Какая чушь, сказал я себе. Нельзя быть таким подозрительным.
— Хотелось, — сказал я и встал. Подошел к Ларисе, сидящей на кресле, и погладил ее по голове. Что-то тянуло меня приласкать ее, утешить в горе. Такая она была незнакомая мне, непривычная — тихая, подавленная, утомленная…
— Вечер вопросов и ответов о моей жизни предлагаю считать закрытым, — сказал я. — Все равно мы сейчас оба не склонны рассуждать о любви и превратностях судьбы. Правда?
— Ты хочешь выпить? — предложила мне Лариса, и я задумался.
Вообще-то я стараюсь не пить. Потому что все это мы уже, как говорится, проходили. И возраст у меня уже не тот. В мои тридцать шесть пьют по-прежнему, то есть много и часто, только те, кто стал действительно алкоголиком… Нормальные люди пьют умеренно и с каждым годом все умереннее.
Да и зачем? Это ведь в юности человек обманывает себя. Он пьет, и ему кажется, что мир вокруг него становится лучше, и проблемы, казавшиеся прежде в трезвом состоянии неразрешимыми, легко и просто разрешимы…
Теперь я уже не молод и слишком хорошо знаю, что похмелье пройдет и проблемы останутся проблемами, столь же неразрешимыми, как и прежде. Нет, рад бы обмануть себя, но не получается… Так что тратить деньги на алкоголь?
Однако сейчас выпить все равно следовало. Наверное, из гигиенических целей. Я чувствовал себя оскверненным изнутри и подсознательно хотел продезинфицировать свое сознание, свою душу… Промыть водкой.
Зрелище изуродованного трупа собственного брата, мысль о его последних минутах — все это надо было смыть водкой.
Лариса, наверное, чувствовала то же самое, потому что она достала огромную бутыль и налила нам обоим по стакану сразу.
— Я столько не могу, — возразил я в испуге. Большой стакан — это уже не для меня. Прошли те времена…
— Ну, сколько можешь, — ответила она равнодушно и подняла стакан. Она посмотрела мне прямо в глаза и сказала: — Давай за Васю. Он этого не заслужил.
— Да уж, — покачал я головой. — Что верно, то верно… Хотя я даже не знаю, кто заслужил, чтобы ему резали лицо ножом по живому, словно это губка или полено… Кто заслужил того, чтобы ему выкалывали глаза? Кто заслужил?..

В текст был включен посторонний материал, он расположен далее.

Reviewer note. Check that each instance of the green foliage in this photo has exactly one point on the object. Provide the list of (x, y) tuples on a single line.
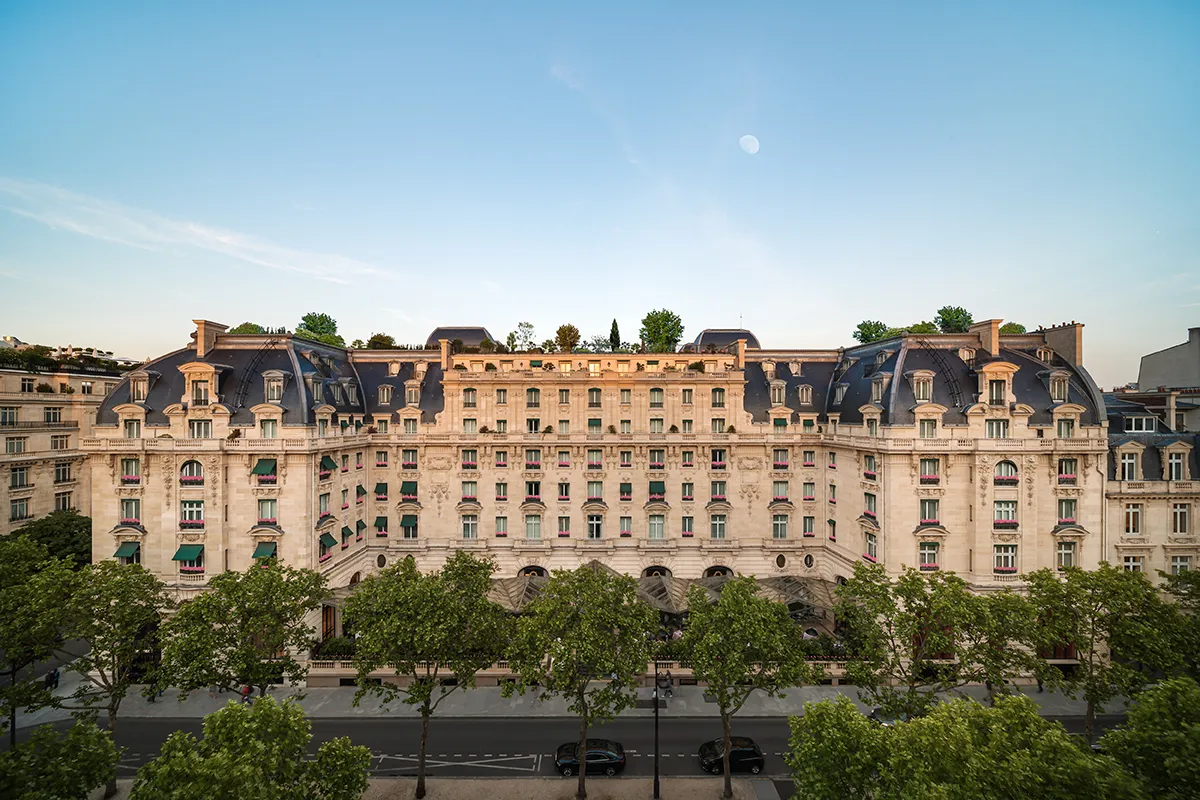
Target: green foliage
[(960, 751), (870, 330), (244, 630), (739, 644), (1159, 741), (1103, 612), (426, 627), (253, 752), (661, 331), (52, 765), (585, 638), (67, 534), (567, 337), (953, 319), (247, 328)]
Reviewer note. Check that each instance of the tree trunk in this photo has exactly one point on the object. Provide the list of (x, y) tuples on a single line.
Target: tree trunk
[(111, 787), (725, 757), (581, 756), (420, 756)]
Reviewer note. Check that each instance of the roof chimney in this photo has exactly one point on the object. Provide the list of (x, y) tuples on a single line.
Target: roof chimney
[(207, 335)]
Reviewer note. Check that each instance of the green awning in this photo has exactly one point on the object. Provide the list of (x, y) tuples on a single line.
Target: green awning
[(265, 551), (187, 553), (126, 551), (264, 467)]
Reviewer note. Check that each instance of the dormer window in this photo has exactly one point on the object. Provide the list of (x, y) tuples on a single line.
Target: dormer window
[(777, 394)]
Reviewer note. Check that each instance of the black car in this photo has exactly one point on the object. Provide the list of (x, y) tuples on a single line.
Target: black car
[(604, 757), (744, 756)]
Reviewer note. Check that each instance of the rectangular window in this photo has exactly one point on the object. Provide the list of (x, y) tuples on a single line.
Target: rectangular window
[(469, 525), (717, 525), (1133, 518), (1065, 554), (779, 525), (533, 525), (1003, 558), (1180, 513)]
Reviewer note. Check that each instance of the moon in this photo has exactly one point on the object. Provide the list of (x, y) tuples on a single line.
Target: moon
[(749, 144)]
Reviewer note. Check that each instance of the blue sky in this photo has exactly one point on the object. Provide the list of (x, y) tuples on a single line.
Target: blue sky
[(402, 166)]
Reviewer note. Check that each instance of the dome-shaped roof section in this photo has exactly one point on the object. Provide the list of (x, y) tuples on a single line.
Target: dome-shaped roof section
[(469, 336), (725, 337)]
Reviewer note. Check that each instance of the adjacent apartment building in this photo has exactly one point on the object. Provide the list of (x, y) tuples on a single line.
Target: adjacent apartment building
[(982, 453)]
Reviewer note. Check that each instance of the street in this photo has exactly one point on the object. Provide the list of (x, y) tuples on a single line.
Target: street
[(483, 747)]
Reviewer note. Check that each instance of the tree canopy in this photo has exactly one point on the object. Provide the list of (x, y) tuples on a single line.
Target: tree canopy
[(245, 630), (661, 331), (255, 752)]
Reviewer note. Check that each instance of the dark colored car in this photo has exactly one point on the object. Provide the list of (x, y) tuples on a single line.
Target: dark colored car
[(603, 757), (744, 756)]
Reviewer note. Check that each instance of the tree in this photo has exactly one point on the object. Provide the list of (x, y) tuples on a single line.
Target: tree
[(427, 629), (870, 330), (585, 638), (65, 533), (953, 319), (319, 328), (30, 623), (255, 752), (1159, 741), (244, 630), (525, 336), (53, 765), (960, 751), (661, 331), (739, 644), (905, 636), (115, 609), (1110, 617), (381, 342), (567, 337), (247, 328)]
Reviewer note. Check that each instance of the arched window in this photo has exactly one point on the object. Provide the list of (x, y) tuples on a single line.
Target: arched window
[(192, 473)]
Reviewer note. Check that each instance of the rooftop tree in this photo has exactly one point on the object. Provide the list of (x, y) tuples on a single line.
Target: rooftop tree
[(739, 644), (661, 331), (585, 638), (427, 629), (245, 630)]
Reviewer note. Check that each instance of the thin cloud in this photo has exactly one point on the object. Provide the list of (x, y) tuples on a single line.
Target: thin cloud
[(89, 216)]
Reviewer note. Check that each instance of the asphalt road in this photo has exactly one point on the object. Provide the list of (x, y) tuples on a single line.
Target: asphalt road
[(481, 747)]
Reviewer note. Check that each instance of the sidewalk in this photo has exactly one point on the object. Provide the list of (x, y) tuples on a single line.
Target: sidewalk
[(487, 702)]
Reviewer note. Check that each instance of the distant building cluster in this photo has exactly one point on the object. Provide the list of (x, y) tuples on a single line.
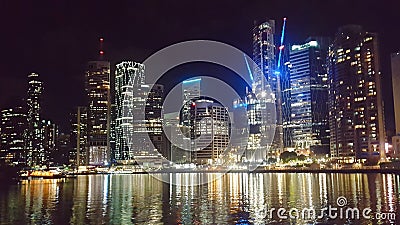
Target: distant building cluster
[(326, 94)]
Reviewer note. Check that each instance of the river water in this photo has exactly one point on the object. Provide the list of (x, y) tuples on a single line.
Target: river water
[(234, 198)]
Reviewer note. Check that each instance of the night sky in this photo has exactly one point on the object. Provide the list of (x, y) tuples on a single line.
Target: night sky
[(57, 38)]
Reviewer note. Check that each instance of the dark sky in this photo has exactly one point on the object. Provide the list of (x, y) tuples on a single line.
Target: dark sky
[(57, 38)]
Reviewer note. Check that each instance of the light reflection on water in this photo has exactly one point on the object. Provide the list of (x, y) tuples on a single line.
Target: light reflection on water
[(143, 199)]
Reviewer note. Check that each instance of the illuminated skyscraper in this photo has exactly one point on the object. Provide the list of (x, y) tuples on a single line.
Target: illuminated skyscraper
[(179, 144), (210, 129), (190, 91), (13, 124), (396, 89), (309, 96), (355, 101), (396, 100), (98, 93), (50, 135), (79, 137), (154, 119), (35, 151), (132, 134), (264, 57), (128, 75)]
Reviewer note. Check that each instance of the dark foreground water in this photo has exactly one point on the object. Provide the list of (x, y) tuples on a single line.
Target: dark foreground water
[(239, 198)]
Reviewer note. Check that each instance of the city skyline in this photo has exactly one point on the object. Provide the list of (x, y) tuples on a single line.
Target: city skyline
[(39, 50)]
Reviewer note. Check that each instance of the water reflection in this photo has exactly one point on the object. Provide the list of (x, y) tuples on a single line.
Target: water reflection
[(143, 199)]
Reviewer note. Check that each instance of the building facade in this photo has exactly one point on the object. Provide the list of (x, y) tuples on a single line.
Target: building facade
[(13, 127), (50, 136), (355, 101), (395, 61), (270, 126), (309, 97), (35, 151), (209, 131), (78, 155), (129, 76), (98, 94)]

— Перестань, — попросила меня Лариса, и ее рука явственно задрожала, а голос сорвался, — Я не могу об этом слышать. Я не могу об этом думать. Ах, Боже мой, зачем я об этом вообще знаю?
Она опрокинула стакан себе в рот, но захлебнулась и поставила его на место. Она все же проглотила половину содержимого стакана и принялась лихорадочно закусывать тем, что она поставила на стол.
Ничего особенного там не было — так, банка анчоусов, банка сардин да нарезанный хлеб…
— Зачем мне об этом сказали? — повторила она.
— Как же было не сказать тебе об этом? — напомнил я ей. — Ведь мы и хоронить его будем в закрытом гробу. Это было от тебя не утаить.
— Да, я понимаю, — ответила она и опустила глаза вниз, к полу. — Какая все-таки жестокость… Какая судьба у Васи оказалась…
Потом, когда мы выпили почти всю бутылку, я счел себя достаточно пьяным, чтобы лечь спать. Иначе я не уснул бы. Теперь же, стоило мне добраться до постели, как я «отрубился» и проспал до позднего утра мертвым сном. Ведь я не спал и предыдущую ночь в поезде.